Tuesday, November 22, 2016

Dear Diary

Well it's only been 3 days, but hey. I promised to write in you every day, but for now, is every weekday fine for you? Some people have dogs, some people have soulmates, some have relatives. Some don't need it. But some, like me have journal. You're my first/last resort I guess. The only place where I can be myself. You're my imaginary friend that has a tangible real life extension. You're the reservoir of all that, in my mind, is real. You're the lucid day dream that helps me organize my conscious brain; just like night dreams organize the subconscious. Is it because you don't judge me? Maybe not; you're an extension of my own mind, and I'm extremely judgmental of myself. But the difference maybe, is that I know that you only reflect my own judgments without proactively providing me any of your own. You're the intellectual version of me asking a flat mirror how I look.

You can tell I love you from the way I treat you just like my loved ones. There are days when I'm completely dependent on you. There are weeks when everyday I'm craving some moments with you. Then there are times where for many straight days I tend to just forget your existence (or so it seems) till I see your face again and feel so guilty for not paying attention before. You can tell I love you from the way I keep fidgeting with your customization settings so that I comfortably cocoon inside your warm personalization.
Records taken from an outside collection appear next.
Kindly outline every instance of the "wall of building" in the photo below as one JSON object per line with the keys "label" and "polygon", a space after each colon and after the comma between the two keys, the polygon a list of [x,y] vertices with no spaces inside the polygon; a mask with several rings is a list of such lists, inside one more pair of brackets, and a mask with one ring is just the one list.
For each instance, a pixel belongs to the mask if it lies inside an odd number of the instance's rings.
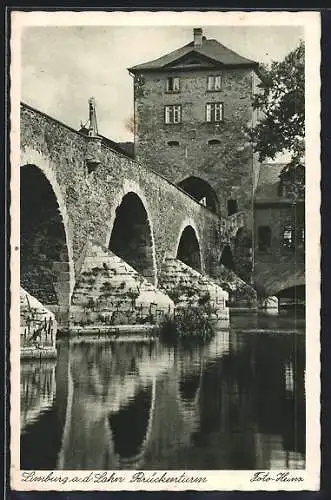
{"label": "wall of building", "polygon": [[[172,71],[139,75],[135,85],[135,153],[139,161],[177,183],[190,175],[208,181],[219,197],[221,213],[227,200],[238,209],[251,208],[253,153],[245,128],[253,120],[250,69],[221,72],[220,91],[207,90],[207,76],[219,70]],[[167,93],[168,76],[180,77],[180,92]],[[206,122],[206,103],[222,102],[224,120]],[[182,105],[182,123],[165,124],[164,106]],[[217,139],[220,144],[209,145]],[[178,141],[179,146],[169,146]]]}

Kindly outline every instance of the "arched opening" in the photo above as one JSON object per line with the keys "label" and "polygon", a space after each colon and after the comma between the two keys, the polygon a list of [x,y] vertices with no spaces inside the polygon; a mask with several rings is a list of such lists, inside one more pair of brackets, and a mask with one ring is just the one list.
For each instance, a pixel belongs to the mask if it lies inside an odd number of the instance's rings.
{"label": "arched opening", "polygon": [[230,271],[235,270],[233,255],[232,255],[232,252],[231,252],[229,245],[226,245],[223,249],[223,252],[222,252],[222,255],[220,258],[220,264],[222,264],[227,269],[230,269]]}
{"label": "arched opening", "polygon": [[199,177],[187,177],[178,186],[214,213],[218,212],[218,199],[211,185]]}
{"label": "arched opening", "polygon": [[279,307],[289,308],[304,307],[306,303],[306,287],[305,285],[296,285],[277,293],[279,299]]}
{"label": "arched opening", "polygon": [[201,272],[201,257],[198,238],[192,226],[186,226],[180,237],[177,259]]}
{"label": "arched opening", "polygon": [[234,238],[233,260],[236,274],[246,283],[250,283],[253,266],[252,233],[245,227],[239,228]]}
{"label": "arched opening", "polygon": [[145,207],[135,193],[116,209],[109,249],[151,283],[155,282],[153,240]]}
{"label": "arched opening", "polygon": [[271,247],[271,228],[270,226],[258,227],[258,248],[261,252],[267,252]]}
{"label": "arched opening", "polygon": [[65,307],[67,314],[70,263],[58,200],[35,165],[24,165],[20,177],[21,285],[46,307]]}
{"label": "arched opening", "polygon": [[228,216],[234,215],[238,212],[237,200],[228,200]]}
{"label": "arched opening", "polygon": [[152,407],[152,385],[141,388],[127,406],[109,415],[114,451],[122,459],[134,458],[145,441]]}

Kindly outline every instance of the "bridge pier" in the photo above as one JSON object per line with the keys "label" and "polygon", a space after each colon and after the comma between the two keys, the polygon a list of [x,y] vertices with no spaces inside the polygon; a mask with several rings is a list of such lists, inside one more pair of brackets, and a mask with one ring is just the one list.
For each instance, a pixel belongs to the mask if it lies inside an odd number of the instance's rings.
{"label": "bridge pier", "polygon": [[20,290],[20,347],[21,358],[56,356],[55,315],[36,297]]}
{"label": "bridge pier", "polygon": [[218,319],[229,320],[229,294],[181,260],[171,256],[165,258],[159,284],[177,307],[206,305]]}
{"label": "bridge pier", "polygon": [[260,299],[259,308],[268,314],[278,314],[279,312],[279,300],[278,297],[266,297]]}
{"label": "bridge pier", "polygon": [[127,262],[98,243],[86,250],[70,308],[70,329],[158,323],[173,301]]}

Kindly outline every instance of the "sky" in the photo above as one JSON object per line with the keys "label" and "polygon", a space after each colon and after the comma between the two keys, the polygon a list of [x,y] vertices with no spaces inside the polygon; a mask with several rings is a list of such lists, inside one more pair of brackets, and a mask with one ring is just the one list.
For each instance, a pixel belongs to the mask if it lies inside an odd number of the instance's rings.
{"label": "sky", "polygon": [[[296,26],[207,26],[215,38],[261,63],[282,60],[303,38]],[[21,38],[21,100],[78,129],[96,100],[99,133],[132,140],[132,77],[127,68],[193,39],[193,26],[26,27]]]}

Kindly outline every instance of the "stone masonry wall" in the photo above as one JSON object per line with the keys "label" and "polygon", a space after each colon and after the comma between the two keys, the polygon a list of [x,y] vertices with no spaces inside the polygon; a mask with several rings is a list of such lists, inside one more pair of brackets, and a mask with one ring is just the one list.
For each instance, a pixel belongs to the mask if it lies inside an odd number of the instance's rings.
{"label": "stone masonry wall", "polygon": [[[220,91],[207,90],[208,75],[222,75]],[[180,92],[167,93],[166,79],[180,77]],[[175,183],[196,175],[215,189],[221,214],[227,215],[227,200],[238,209],[251,209],[254,164],[245,127],[254,119],[253,72],[224,69],[139,75],[135,90],[135,153],[139,161]],[[224,120],[206,122],[206,103],[222,102]],[[164,106],[182,105],[182,123],[166,124]],[[218,139],[220,144],[209,145]],[[179,146],[169,146],[178,141]]]}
Yet every day, unlike the cliche, I struggle to tell you something. I always know I want to tell you something, I just am constantly unsure what, how, when, where to tell you. All the choices of words, of labels, of categories, of associated feelings, of timing and so on, confuse me. It's the paradox of choice. I choose to admonish myself, to carry my introspection, down all the various avenues. And suddenly, I'm so lost in creating the story that I forget the beginning and the end. I end up telling you something from the surface, rather than being honest with you, completely, like I should. I end up being dishonest with me.

I'm not making any promises. I have only casual intentions. I know recursion is key. I know every single broad and narrow aspect of personal improvement. You're not my avenue towards the goal. For now, you are the goal. For to find the world, one must first find oneself.